I've been reading a draft Ph.D. thesis on my new Kindle DX; reading technical material like this is exactly what I bought the Kindle for.

Uploading documents in pdf format onto the Kindle is now as easy as plugging it into my computer via the provided USB/power cable and dragging the files into its “documents” folder. But the corollary to that is that I can only drag the files directly into the documents folder; sadly, the Kindle does not support any directory hierarchy, tagging, or other means of organizing its documents.

The Kindle's pdf support has been justly criticized for not allowing user control of scaling — obviously it can scale pdf files, but the only choice the user has is whether to use portrait or landscape mode (determined by tipping the device).
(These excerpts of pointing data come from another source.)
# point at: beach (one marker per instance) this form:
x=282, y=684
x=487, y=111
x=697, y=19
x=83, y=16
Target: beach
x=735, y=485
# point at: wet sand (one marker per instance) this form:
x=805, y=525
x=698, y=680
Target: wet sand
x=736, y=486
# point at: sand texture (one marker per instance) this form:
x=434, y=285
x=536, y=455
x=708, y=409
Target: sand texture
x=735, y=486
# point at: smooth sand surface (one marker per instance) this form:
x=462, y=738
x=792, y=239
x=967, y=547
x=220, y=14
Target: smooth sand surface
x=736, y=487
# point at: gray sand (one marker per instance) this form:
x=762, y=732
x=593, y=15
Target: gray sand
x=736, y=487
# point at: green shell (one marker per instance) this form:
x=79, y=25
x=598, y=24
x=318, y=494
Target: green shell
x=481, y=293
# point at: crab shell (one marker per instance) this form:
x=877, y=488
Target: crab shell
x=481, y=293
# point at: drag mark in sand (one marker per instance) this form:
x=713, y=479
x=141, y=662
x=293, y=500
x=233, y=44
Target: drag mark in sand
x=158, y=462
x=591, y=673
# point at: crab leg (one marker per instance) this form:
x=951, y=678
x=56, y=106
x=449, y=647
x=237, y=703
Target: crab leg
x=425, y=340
In portrait mode, For a Ph.D. thesis, it automatically strips away the margins of the page, maximizing the useful screen area; strangely, in landscape mode, it does not. Maybe it reaches some maximum resolution and never expands beyond that? Anyway, for a thesis, with the thesis formatting requirements of large fonts and wide line spacing, it works well enough. I'm not convinced that it would work as well for technical papers in which the authors have worked hard using all the typographic tricks at hand to pack their papers into the typical conference ten-page limit.
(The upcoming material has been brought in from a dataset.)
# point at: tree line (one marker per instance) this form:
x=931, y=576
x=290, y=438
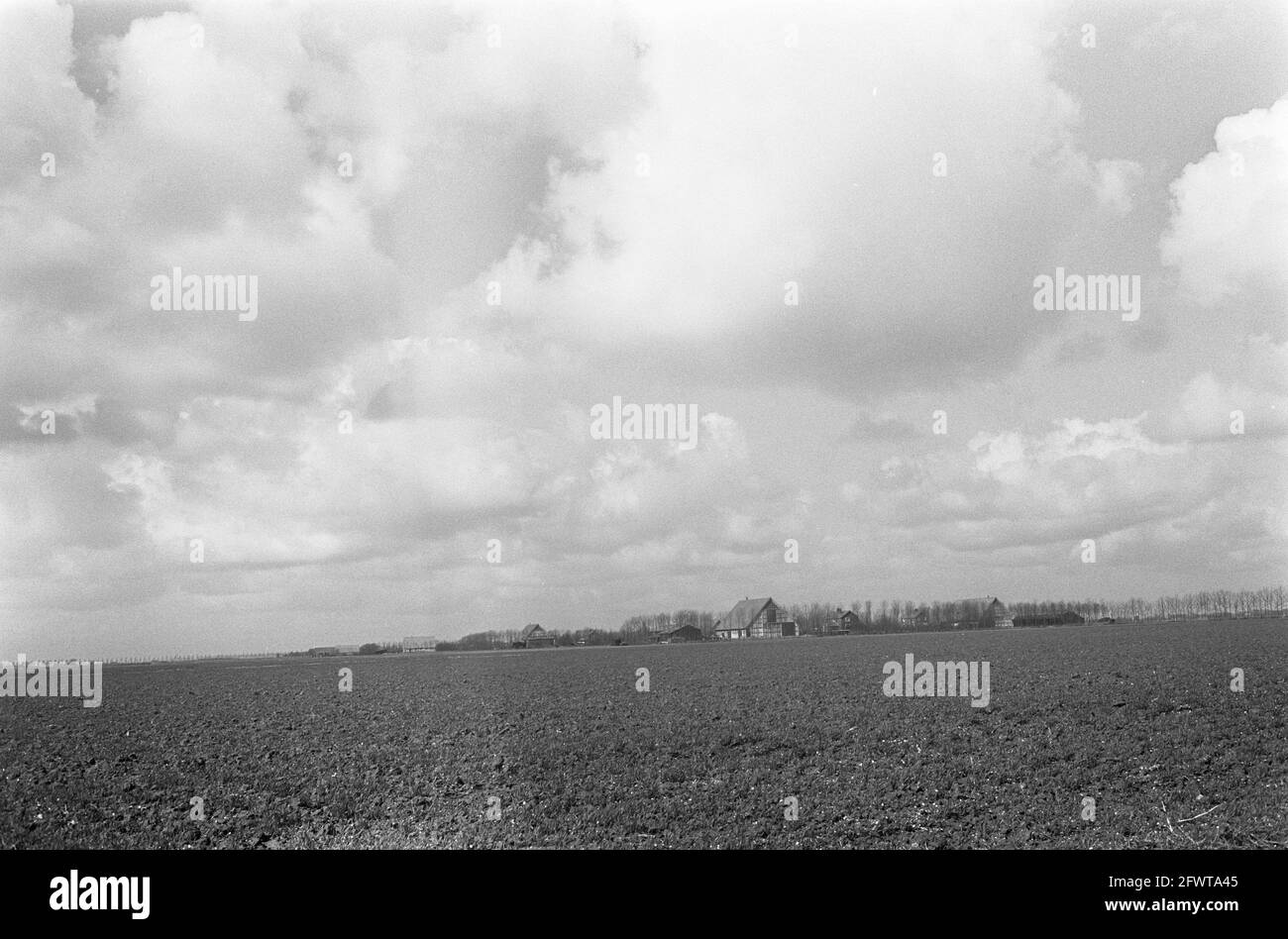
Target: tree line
x=893, y=616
The screen is sharp and clear even in bright sunlight. It needs an external source of light (like a printout would). It's grayscale rather than color but that hasn't been a problem for the material I've been viewing so far. Physically, it's a lot smaller than a laptop, and I expect the battery life to be much better than the (poor) laptop battery I now have, making it a better choice for reading in airplanes and airport lounges.
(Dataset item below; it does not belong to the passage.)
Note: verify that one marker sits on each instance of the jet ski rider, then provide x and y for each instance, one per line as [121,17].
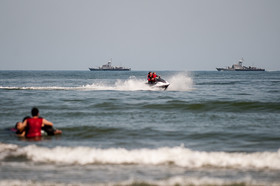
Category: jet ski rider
[152,77]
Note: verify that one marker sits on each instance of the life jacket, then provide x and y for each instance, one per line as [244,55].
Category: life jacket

It has a rudimentary web browser, with data transfer over the cell phone network. Of course that wouldn't work in places where that network is unavailable (my parent's house, or anywhere overseas). But mostly I've been keeping the network turned off anyway, and doing my web browsing on my laptop. For the free non-technical books that are available for download on the web, but not in Kindle's own proprietary format (such as Cory Doctorow's fiction) I've found that .prc/.mobi format seems to work well.

Overall reaction: too early to tell how regularly I'll use it in the long term, but quite promising. It's quite usable now, and the biggest deficiencies (lack of file structure and lack of pdf zoom) are software rather than hardware issues so I have some hope they can eventually be fixed.





Comments:

leonardo_m:
2009-09-01T09:58:59Z
Eventually, one of the following years, I'll probably buy a gadget like that, I'm waiting for it for years. I'm waiting for cheaper and more open models, lighter, sharper, etc. I'd like to know how well you can read technical papers in PDF on it, and how much time batteries last for such usage.
phoe6:
2009-09-02T06:59:01Z

livejournal user leonardo_m, there are lots of people, who would add "me too" to your comment, including me. I researched on some Chinese products, but cost seems to be a limiting factor of them all.

Ability to read ASCII and pdf in their native format would be desirable too.

11011110:
2009-09-02T07:19:19Z
The Kindle DX can do text, html, and pdf natively — that's one of the reasons I waited for it rather than getting an earlier one for myself.
None: kindle graphics
2009-09-01T12:52:26Z

Seeing the Sony version of Kindle and the like, I was disappointed by the low level visuals. Whereas, in a Acrobat Reader one gets a brilliant, sharp and beautiful view of text and mathematical symbols, the kindle gives a pale, "aliased" (i.e., extremely non-smooth characters) and overall very unattractive graphic capabilities.

I'd rather stick to my laptop until the visuals are improved.

None:
2009-09-02T03:30:00Z
I've actually found the kindle dx to be pretty great for normal books and for pdfs (except those which have the funny book binding style text offset which fudges the margin cutting bit). Its great enough currently, and yes, the next generation will be amazing, but this is what is currently out there, and of those that currently exist, it is the best!
ashwinne:
2009-09-03T11:42:18Z
In your experience, how well does the Kindle do for marking stuff & taking notes on documents (PDF)?
11011110:
2009-09-03T14:47:19Z
So far I haven't really tried it — I've been keeping the notes off the Kindle.
None:
2009-09-07T03:54:35Z

Can you take notes on the Kindle? The lack of ability to write on the documents (with a "pen") has been one thing that makes the Kindle seem not so appealing to me for technical reading.

...

Now that I think about it, though, maybe that's a bad habit. Having a centralized location for notes on things I'm reading is probably much better than having them scattered throughout the papers themselves. Hmm!

11011110:
2009-09-07T04:08:49Z
It has a tiny keyboard for taking notes, but the screen is not touch-sensitive.